Guardate questi due grafici, i quali ci mostrano su quale colossale schema Ponzi si stiano basando in mercati in attesa dell’ennesima decisione che la Fed comunicherà (forse) questa sera rispetto alle tempistiche del taper: nel solo mese di novembre, gli insiders della grandi corporations americane – CeO, CfO e alti dirigenti – hanno collettivamente scaricato titoli azionari delle aziende per cui lavorano per un controvalore record di 15,59 miliardi di dollari. Primato storico assoluto.

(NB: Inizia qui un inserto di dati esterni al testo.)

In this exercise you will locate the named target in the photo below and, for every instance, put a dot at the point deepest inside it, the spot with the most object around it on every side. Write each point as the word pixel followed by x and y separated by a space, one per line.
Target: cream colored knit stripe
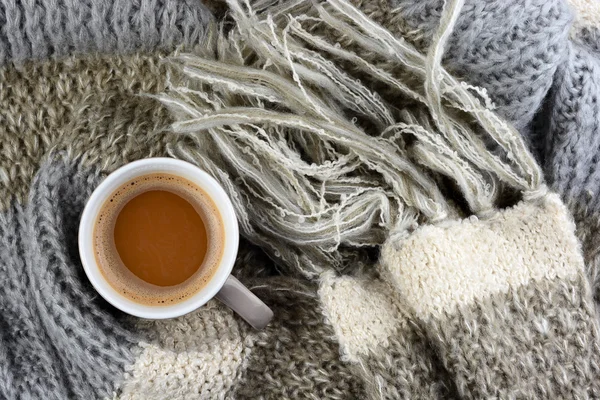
pixel 197 356
pixel 384 346
pixel 442 268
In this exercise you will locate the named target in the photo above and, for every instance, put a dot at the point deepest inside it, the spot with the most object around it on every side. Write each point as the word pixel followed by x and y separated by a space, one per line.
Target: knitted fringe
pixel 327 150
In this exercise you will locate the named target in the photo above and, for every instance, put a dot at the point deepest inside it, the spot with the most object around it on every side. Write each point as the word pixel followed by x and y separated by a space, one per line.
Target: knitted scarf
pixel 399 228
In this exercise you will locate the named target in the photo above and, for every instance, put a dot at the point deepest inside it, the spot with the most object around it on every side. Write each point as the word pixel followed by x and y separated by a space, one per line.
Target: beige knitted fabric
pixel 95 108
pixel 493 306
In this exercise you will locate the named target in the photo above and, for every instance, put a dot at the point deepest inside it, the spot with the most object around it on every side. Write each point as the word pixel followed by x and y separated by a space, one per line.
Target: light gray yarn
pixel 58 338
pixel 511 48
pixel 41 29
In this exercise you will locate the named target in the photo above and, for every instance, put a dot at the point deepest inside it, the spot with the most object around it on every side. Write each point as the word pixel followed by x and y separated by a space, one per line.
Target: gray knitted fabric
pixel 41 29
pixel 351 168
pixel 523 54
pixel 58 340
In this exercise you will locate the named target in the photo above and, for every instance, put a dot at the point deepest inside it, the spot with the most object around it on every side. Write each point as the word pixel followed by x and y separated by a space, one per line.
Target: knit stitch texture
pixel 371 186
pixel 42 29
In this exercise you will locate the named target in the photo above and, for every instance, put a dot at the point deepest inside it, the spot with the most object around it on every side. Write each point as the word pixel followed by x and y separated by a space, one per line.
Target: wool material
pixel 336 138
pixel 41 29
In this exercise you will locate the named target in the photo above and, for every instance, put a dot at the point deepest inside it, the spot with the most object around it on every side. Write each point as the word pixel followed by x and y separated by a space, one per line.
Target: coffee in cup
pixel 158 238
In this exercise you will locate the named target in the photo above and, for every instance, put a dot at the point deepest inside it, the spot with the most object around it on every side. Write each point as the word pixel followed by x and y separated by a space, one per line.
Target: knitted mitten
pixel 504 301
pixel 40 29
pixel 381 341
pixel 212 354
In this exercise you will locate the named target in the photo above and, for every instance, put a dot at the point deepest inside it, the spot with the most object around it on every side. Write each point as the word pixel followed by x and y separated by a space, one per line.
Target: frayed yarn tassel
pixel 326 150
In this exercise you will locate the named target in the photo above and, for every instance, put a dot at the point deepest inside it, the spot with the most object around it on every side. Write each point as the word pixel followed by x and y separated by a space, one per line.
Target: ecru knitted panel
pixel 381 340
pixel 197 356
pixel 512 321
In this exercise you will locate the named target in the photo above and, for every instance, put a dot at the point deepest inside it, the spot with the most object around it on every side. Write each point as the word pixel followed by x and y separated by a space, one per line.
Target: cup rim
pixel 142 167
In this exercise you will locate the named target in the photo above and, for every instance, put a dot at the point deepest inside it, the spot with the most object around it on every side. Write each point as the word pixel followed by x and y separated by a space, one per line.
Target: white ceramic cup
pixel 222 285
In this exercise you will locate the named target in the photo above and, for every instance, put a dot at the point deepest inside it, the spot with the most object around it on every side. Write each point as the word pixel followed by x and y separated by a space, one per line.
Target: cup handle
pixel 241 300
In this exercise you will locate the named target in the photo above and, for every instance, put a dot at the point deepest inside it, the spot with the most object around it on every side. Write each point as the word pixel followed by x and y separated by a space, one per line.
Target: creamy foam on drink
pixel 158 239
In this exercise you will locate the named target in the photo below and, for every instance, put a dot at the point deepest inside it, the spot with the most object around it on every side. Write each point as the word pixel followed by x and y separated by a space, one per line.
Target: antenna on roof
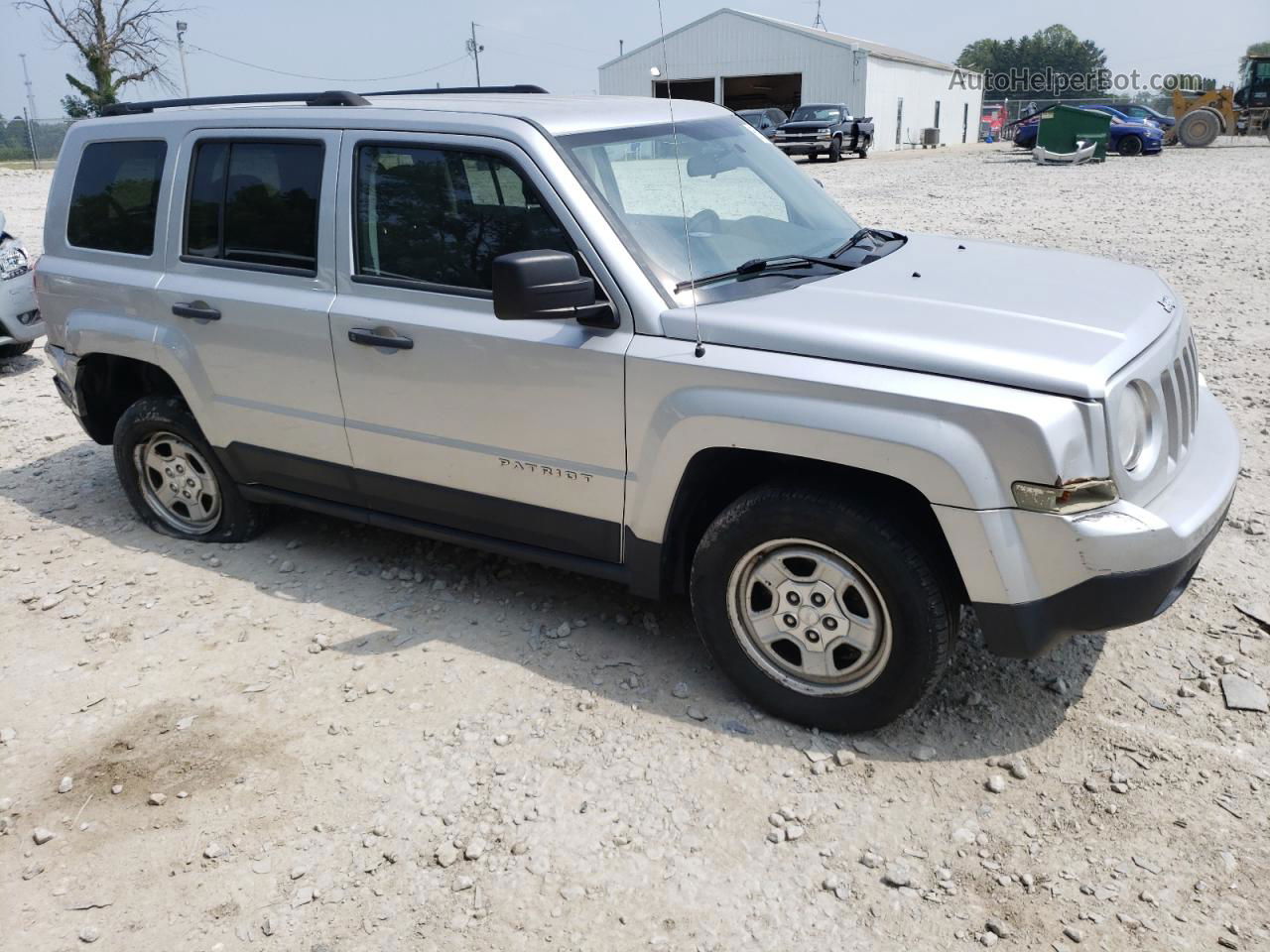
pixel 818 23
pixel 679 171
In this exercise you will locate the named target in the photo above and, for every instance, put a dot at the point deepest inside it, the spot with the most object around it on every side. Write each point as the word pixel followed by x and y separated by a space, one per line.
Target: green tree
pixel 119 42
pixel 1039 66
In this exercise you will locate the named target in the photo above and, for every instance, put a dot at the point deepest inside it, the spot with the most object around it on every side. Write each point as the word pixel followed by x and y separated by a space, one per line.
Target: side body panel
pixel 262 375
pixel 486 413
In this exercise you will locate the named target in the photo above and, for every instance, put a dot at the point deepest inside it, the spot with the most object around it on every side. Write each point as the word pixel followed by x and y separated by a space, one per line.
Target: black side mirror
pixel 548 286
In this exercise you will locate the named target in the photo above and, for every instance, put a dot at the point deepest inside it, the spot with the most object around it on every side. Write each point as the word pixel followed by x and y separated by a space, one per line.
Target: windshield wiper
pixel 756 267
pixel 880 234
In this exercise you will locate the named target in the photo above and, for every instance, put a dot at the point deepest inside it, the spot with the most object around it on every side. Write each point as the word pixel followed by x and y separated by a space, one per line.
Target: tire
pixel 874 570
pixel 8 350
pixel 202 503
pixel 1129 146
pixel 1198 128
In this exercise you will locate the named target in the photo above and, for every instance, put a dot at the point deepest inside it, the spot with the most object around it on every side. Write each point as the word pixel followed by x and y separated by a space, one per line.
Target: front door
pixel 507 429
pixel 244 299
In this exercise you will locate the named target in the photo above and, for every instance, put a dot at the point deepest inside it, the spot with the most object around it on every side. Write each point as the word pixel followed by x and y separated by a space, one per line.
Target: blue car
pixel 1125 137
pixel 1130 136
pixel 1146 112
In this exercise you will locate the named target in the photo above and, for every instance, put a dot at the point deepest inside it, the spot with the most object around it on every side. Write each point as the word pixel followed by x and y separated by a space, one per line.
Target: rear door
pixel 512 429
pixel 248 286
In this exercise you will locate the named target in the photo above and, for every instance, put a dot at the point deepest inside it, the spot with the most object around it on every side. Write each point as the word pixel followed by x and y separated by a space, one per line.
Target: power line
pixel 324 79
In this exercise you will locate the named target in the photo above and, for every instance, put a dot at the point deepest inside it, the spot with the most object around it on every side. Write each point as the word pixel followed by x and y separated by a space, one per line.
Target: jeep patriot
pixel 564 330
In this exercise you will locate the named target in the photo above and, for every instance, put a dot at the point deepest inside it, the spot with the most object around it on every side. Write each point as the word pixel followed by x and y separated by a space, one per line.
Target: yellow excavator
pixel 1202 117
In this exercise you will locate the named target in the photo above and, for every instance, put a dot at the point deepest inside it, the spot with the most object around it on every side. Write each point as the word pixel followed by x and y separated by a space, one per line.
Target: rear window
pixel 116 197
pixel 255 204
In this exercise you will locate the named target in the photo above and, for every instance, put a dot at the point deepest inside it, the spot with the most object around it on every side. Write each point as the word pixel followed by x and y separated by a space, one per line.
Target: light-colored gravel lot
pixel 359 740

E chi compra ciò che gli insiders vendono? Da un lato la clientela retail, ormai onnivora, ma dall’altro, soprattutto, le stesse aziende guidate da quei manager e dirigenti, visto che l’area verde della seconda immagine ci mostra il volume di buybacks in atto negli ultimi due mesi a Wall Street: il 40% di tutto il mercato del toro cui stiamo assistendo è garantito da riacquisto di titoli, dati ufficiali della Pavillon Global Markets. E attenzione, perché se i buybacks garantiscono il 40,5% dei rialzi, l’espansione dei multipli pesa per un altro 21%. Praticamente, una bolla in espansione terminale che cerca disperatamente una valvola di sfogo. E cosa c’è di meglio di una perpetuazione dell’emergenza sanitaria, quantomeno stando ai risultati ottenuti negli ultimi 18 mesi?
Qui non è in discussione la pericolosità del virus o, peggio, la sua stessa esistenza. Ci mancherebbe altro. Occorre però rendersi conto che, al netto della privazione dolosa di libertà fondamentali dei cittadini, qui stiamo assistendo al morphing del paradigma economico-finanziario: la politica monetaria non è più basata su concetti desueti come la stabilità dei prezzi, bensì sulle necessità del mercato azionario e sulla tenuta di quello obbligazionario sovrano come detonatore potenziale delle crisi debitorie degli Stati. Insomma, stiamo avvicinandoci a grandi passi a uno scenario strutturale in cui la scelta sarà fra virus (o guerra, terrorismo, corsa al nucleare, cambiamento climatico, Russiagate) o Troika. Cioè, tra emergenza collettiva o default sui conti.
Sicuramente la data del 31 marzo è stata presa in considerazione senza pensare alla scadenza del Pepp. E altrettanto sicuramente gli appelli a nuove restrizioni draconiane hanno a che fare unicamente con la tutela della salute collettiva e non con un auto-sabotaggio dell’economia che si riverberi in rinnovata fragilità e quindi necessità di una Bce in versione badante ancora per un po’. Ma, oggettivamente, stiamo spingendoci verso territori inesplorati. E, piaccia o meno, distopici.